Tuesday, March 24, 2009

Speech Recognition: Why everybody is heading north?







This has been a hot topic for a while, but I don't know why I didn't "yet" seen the best software of the speech recognition spreading.

My Mac has a built-in speech recognition it is good. But still most of the time it doesn't recognize my own voice.

Lets think out of the box. Forget we have current speech systems, forget the current algorithms, forget everything and start fresh. Lets reinvent this together.

When I talk to you in English you understand me. Sometimes you don't if my accent wasn't clear enough. However, eventually you will get it.I want to talk to my machine as if I am talking to a human. I don't want the machine to feel, I just want it to understand.

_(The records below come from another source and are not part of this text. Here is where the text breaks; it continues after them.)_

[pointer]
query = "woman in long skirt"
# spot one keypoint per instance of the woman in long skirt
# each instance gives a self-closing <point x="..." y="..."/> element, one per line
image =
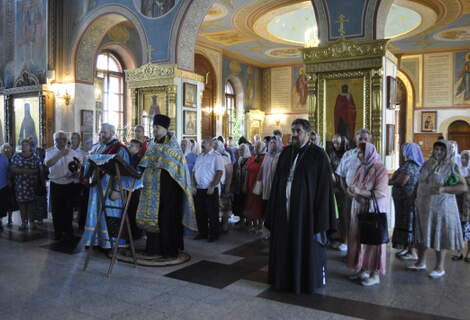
<point x="437" y="215"/>
<point x="367" y="261"/>
<point x="404" y="181"/>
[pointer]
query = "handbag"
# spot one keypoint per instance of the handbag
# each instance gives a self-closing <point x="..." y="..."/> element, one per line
<point x="373" y="227"/>
<point x="258" y="188"/>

Whether I told it to "Quit everything" or , "Close everything" or "quit all applications". Whether I or my mother said it. It should get it if the machine understands English.

If I learned a new word, say "petrified" in English from Roy. I will recognize the word "petrified" from anyone. I won't say, sorry I only know Roy's
version of "petrified".

Perhaps we shall start from the capturing process (the computer Ear). How do I know if the computer is capturing my voice correctly?


"Open the control panel", the machine should open it. That's it. No room for mistakes.It think the current systems were driven by the technology and lost in the bit-by-bit and the neural networks analysis. I know this feeling when you get lost in the code and your left brain take the lead. You can't be creative while at that mode.


So Why everybody is heading north? Is it because there is one way to do Speech Recognition?

Its all the same:
Huffman started compression, Winzip, Winrar, Powerachieve followed the same approach.

Someone started voice recoginition, wrote an algorithm, now everybody is treating it as a Bible and heading north. 



EDIT: Siri, Google Voice and others are all new technology that hits this field pretty hard. But not hard enough.